Why is this concept not more popular? Is this a bad idea?
If this is a good idea, what do we need to improve upon what is available today?
The same pattern can be used without the web browser by writing part of the system in one language and parts in another language and having them communicate via a "web service" or similar protocol.
Some runtime environments such as the JVM and .NET support multiple languages, so there is no problem with Clojure, Java, Jython and Scala in the same runtime or F# and VB.NET.

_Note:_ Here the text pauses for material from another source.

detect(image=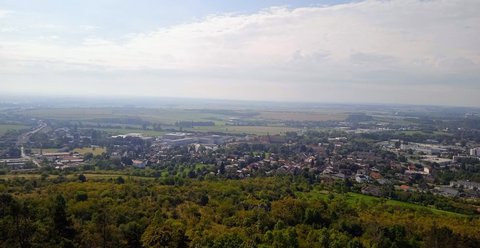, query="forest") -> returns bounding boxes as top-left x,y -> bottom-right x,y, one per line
0,174 -> 480,248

There are also methods for making calls between different languages in the same address space, particularly I would call out
https://cffi.readthedocs.io/en/latest/
which is increasingly being used as a model for other languages. That one above makes it very easy to call C functions from Python. When you do this though you run into problems which are sometimes subtle and sometimes not subtle. For instance I worked on a system which combined C++ with Java and used JNI for interoperation. The worst problem I ran into was that you could not use C threads. I also ran into the problem that the gdb debugger would always be catching segmentation faults from the Java runtime because segfaults in Java are a routine condition. So it took some configuring gdb to get into a place where I could run gdb and jdb on the same process at the same time so I could debug both the Java and C++ sides of the system at the same time.
Note there is more to it than just having a way to share access to functions and data, you also will need answers for how you will handle dependencies, do builds, run unit tests, run an IDE, for each environment.